The classifiers section helps people see additional metadata in a
regular format, and also allows people to search for other projects with
similar classifiers. Classifiers are specified as a list of strings in
the classifiers parameter within setup.py.
These classifiers can be changed for each release of a project. A list
of classifiers can be found at pypi.org/classifiers/. It is a
long list, so maybe the first point of call would be to look at a
package like numpy or astropy that you think would have similar
classifiers and copy the relevant ones into your package.
Building a distribution package
PyPA provides a package simply called build that will
create a package from your project. Install it using
python3 -m pip install --upgrade build, and then run it
using python3 -m build. It will create a directory called
dist/ which contains a .tar.gz file (your
source archive) and a .whl file which is the build
distribution. Congratulations, you now have a package that can be served
by pypi – you just need a way to upload it.
Uploading to pypi
The first thing that you need is to create an account on pypi.org. Accounts are free and easy to make so go sign up here.
The second thing you’ll need is an API token. As noted on PyPA:
To securely upload your project, you’ll need a PyPI API token.
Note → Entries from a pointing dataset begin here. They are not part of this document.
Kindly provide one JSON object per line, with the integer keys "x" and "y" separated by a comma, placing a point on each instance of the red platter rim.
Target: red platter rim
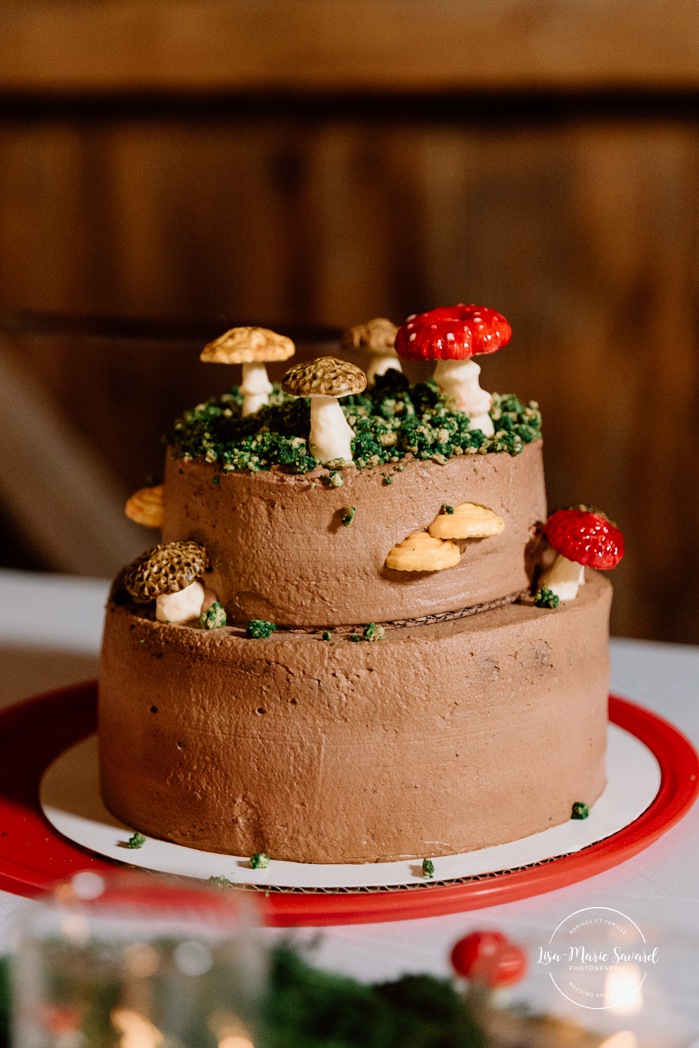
{"x": 34, "y": 856}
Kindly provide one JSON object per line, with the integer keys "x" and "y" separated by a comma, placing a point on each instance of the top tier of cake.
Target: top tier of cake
{"x": 280, "y": 550}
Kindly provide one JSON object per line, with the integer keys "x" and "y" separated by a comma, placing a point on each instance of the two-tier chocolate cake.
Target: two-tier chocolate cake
{"x": 344, "y": 649}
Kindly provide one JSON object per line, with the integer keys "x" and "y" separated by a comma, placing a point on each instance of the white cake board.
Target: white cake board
{"x": 69, "y": 797}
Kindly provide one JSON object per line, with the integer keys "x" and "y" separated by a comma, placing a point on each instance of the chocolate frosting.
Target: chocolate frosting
{"x": 280, "y": 551}
{"x": 440, "y": 738}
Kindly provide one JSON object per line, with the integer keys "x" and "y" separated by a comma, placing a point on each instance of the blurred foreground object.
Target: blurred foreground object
{"x": 138, "y": 962}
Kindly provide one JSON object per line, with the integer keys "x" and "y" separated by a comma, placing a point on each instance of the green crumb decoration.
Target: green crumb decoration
{"x": 220, "y": 881}
{"x": 546, "y": 598}
{"x": 260, "y": 629}
{"x": 213, "y": 617}
{"x": 390, "y": 421}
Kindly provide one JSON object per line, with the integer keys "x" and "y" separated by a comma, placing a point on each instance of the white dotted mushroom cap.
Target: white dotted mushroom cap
{"x": 248, "y": 345}
{"x": 324, "y": 376}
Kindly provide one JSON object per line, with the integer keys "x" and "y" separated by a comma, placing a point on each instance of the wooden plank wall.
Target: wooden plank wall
{"x": 176, "y": 159}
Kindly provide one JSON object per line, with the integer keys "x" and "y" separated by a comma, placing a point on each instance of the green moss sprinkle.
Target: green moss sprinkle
{"x": 546, "y": 598}
{"x": 391, "y": 420}
{"x": 213, "y": 617}
{"x": 371, "y": 632}
{"x": 259, "y": 629}
{"x": 220, "y": 881}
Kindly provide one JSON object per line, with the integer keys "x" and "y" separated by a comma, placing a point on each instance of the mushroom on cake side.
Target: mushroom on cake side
{"x": 453, "y": 335}
{"x": 582, "y": 538}
{"x": 145, "y": 506}
{"x": 376, "y": 339}
{"x": 324, "y": 380}
{"x": 420, "y": 551}
{"x": 253, "y": 347}
{"x": 466, "y": 521}
{"x": 169, "y": 574}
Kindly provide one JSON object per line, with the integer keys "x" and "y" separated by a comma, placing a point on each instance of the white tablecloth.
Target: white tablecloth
{"x": 49, "y": 635}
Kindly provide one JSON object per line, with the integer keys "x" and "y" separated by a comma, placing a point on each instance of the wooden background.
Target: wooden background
{"x": 318, "y": 162}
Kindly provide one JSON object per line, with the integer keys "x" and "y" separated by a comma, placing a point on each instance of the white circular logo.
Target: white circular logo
{"x": 598, "y": 958}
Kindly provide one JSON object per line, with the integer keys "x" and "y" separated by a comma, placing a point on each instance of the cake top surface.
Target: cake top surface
{"x": 392, "y": 420}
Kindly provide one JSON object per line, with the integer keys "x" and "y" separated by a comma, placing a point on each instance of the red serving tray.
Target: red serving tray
{"x": 34, "y": 856}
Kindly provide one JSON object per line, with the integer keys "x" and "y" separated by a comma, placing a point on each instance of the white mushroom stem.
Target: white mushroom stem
{"x": 459, "y": 380}
{"x": 255, "y": 387}
{"x": 380, "y": 364}
{"x": 564, "y": 577}
{"x": 181, "y": 607}
{"x": 330, "y": 433}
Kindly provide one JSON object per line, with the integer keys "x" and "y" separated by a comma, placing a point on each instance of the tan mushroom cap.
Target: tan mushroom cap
{"x": 420, "y": 551}
{"x": 375, "y": 336}
{"x": 468, "y": 521}
{"x": 167, "y": 568}
{"x": 324, "y": 376}
{"x": 247, "y": 345}
{"x": 145, "y": 506}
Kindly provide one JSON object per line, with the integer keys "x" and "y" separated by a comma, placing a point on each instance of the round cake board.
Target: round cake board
{"x": 69, "y": 797}
{"x": 38, "y": 742}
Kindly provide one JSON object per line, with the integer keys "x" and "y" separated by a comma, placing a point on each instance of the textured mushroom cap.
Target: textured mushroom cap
{"x": 167, "y": 568}
{"x": 324, "y": 376}
{"x": 376, "y": 336}
{"x": 452, "y": 333}
{"x": 585, "y": 537}
{"x": 145, "y": 506}
{"x": 247, "y": 345}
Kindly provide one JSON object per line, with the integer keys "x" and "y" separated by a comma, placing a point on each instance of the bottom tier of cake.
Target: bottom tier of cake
{"x": 440, "y": 738}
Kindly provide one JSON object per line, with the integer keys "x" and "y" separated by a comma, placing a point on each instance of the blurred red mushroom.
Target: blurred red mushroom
{"x": 453, "y": 335}
{"x": 488, "y": 959}
{"x": 582, "y": 538}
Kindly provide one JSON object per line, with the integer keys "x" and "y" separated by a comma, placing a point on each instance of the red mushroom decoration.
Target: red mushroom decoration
{"x": 453, "y": 335}
{"x": 488, "y": 959}
{"x": 582, "y": 538}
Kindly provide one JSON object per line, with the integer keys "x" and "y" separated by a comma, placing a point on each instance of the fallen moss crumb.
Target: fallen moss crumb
{"x": 214, "y": 617}
{"x": 259, "y": 629}
{"x": 546, "y": 598}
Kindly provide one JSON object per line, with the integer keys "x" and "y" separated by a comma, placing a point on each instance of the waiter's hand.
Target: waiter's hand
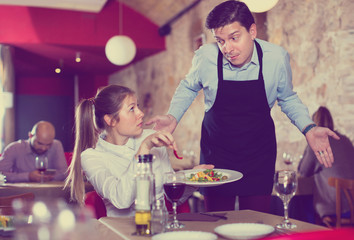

Create one at https://test.pypi.org/manage/account/#api-tokens, setting the “Scope” to “Entire account”. Don’t close the page until you have copied and saved the token — you won’t see that token again.
https://packaging.python.org/en/latest/tutorials/packaging-projects/
Uploading to pypi is handled by the twine module which
can be installed using
python3 -m pip install --upgrade twine.
To upload your package use:
When prompted for a username you should use __token__
and for your password you should use
pypi-<API_Token_Value>.
If you want to test that your upload will work and see what the page
would look like without placing it on the main package index you can use
the test repository. To do this just add
--repository testpypi after twine in the above
command. When you upload to the test repository you can see the results
at
https://test.pypi.org/project/example-pkg-YOUR-USERNAME-HERE.
This test site is good to use for the first time you are uploading as
you’ll invariably want to make some small changes once you’ve seen how
the landing page renders.
Congratulations, you now have a package published in the python package index. For more details and some alternatives to the method given above you are referred to the PyPA tutorial.